AI is transforming HR and recruitment, but legal, ethical, and operational risks remain significant, says Steph Marsh

ARTIFICIAL intelligence is rapidly reshaping recruitment and HR processes, with research indicating that a third of UK companies expect productivity gains from its adoption. However, this technological transformation brings substantial operational, ethical and legal risks that many businesses in the flooring industry remain unprepared to manage effectively.

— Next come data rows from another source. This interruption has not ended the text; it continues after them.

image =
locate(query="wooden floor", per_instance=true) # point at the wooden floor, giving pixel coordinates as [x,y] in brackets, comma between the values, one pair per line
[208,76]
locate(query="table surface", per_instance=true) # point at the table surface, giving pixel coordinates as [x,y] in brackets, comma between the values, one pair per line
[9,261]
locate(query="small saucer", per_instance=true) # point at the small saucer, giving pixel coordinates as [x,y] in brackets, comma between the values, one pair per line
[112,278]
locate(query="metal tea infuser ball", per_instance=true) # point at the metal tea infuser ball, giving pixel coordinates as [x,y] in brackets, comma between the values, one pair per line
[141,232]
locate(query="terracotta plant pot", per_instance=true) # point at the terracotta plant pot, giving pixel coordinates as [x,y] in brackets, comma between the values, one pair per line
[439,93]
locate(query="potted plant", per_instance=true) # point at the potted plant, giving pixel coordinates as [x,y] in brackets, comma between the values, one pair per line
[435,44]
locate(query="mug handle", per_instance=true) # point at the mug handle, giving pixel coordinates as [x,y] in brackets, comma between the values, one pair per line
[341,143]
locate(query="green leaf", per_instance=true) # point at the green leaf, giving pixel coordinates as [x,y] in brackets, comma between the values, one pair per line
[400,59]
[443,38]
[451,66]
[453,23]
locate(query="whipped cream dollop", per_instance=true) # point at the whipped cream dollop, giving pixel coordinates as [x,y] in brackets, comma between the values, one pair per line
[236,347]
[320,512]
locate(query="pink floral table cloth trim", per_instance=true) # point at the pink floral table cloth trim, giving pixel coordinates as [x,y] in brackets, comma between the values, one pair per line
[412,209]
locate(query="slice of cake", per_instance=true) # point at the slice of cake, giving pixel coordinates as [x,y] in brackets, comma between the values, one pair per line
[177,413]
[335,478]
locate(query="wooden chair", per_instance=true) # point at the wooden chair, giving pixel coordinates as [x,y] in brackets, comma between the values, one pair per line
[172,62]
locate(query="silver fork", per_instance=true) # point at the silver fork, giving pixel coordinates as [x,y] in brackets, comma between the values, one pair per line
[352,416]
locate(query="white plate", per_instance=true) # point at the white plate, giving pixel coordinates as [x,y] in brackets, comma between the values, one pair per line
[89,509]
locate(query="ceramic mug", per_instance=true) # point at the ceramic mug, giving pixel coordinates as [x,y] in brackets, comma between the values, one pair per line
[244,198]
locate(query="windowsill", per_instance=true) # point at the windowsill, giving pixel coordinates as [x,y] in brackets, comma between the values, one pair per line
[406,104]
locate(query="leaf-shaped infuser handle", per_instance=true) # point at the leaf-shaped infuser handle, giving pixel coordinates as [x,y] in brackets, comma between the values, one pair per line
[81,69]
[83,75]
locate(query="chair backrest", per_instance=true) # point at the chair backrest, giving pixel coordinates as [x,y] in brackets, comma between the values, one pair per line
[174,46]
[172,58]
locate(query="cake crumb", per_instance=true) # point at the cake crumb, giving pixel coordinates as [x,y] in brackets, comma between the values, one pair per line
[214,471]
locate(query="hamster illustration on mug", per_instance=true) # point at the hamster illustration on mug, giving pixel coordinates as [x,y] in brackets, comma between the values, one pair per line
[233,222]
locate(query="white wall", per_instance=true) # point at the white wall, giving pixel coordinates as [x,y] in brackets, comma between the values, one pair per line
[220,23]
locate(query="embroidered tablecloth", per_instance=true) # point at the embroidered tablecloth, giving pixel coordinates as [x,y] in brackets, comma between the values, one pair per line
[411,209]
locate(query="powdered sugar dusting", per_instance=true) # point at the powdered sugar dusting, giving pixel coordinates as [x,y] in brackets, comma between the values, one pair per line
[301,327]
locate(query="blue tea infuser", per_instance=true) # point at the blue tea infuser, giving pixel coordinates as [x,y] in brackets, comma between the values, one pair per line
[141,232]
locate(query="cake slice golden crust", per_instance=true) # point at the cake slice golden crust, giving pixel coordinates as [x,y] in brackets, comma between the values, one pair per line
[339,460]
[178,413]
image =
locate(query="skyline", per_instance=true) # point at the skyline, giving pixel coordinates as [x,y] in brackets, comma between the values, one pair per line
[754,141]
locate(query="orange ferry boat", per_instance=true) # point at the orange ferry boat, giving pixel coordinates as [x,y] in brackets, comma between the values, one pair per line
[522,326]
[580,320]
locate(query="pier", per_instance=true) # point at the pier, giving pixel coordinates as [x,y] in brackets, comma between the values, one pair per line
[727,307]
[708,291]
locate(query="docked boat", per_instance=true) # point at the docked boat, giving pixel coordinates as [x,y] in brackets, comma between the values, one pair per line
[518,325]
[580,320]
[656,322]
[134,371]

Having to sift through numerous applications while simultaneously managing active installations across multiple sites, it is easy to see the appeal of involving AI in this process to screen CVs, match candidates to specifications, coordinate interview schedules and generate applicant assessments.

Some organisations have begun deploying AI screening technology to conduct initial candidate interviews virtually, with chatbots handling preliminary assessment stages without human involvement. Once employees are on board, AI systems can track performance metrics, monitor site attendance and even evaluate productivity patterns.

In practice, however, poorly managed AI systems create significant legal exposure that could prove costly for businesses operating on tight commercial margins.

The discrimination dilemma
Algorithms developed using biased training data risk perpetuating or amplifying discriminatory selection decisions, presenting particular challenges for flooring contractors seeking to build diverse teams and comply with modern equality standards.

Amazon’s abandoned AI recruitment platform was trained predominantly on male applicant data and went on to systematically disadvantage female candidates. This demonstrates how automated systems can entrench and magnify workforce inequalities rather than remedy them.

The Equality Act 2010 establishes that employers must prevent recruitment processes from producing discriminatory results, whether through direct or indirect discrimination.

Automated tools that disadvantage protected groups, encompassing characteristics including sex, race, age, disability and religion, may trigger employment tribunal claims. Crucially, legal accountability rests entirely with the employing contractor, not the technology supplier providing the AI platform.

Data protection requirements
The General Data Protection Regulation (GDPR) and Data Protection Act 2018 establish specific legal requirements for employers deploying AI technologies. GDPR explicitly safeguards data subjects, job applicants, and existing employees from consequential decisions that rest solely upon automated processing.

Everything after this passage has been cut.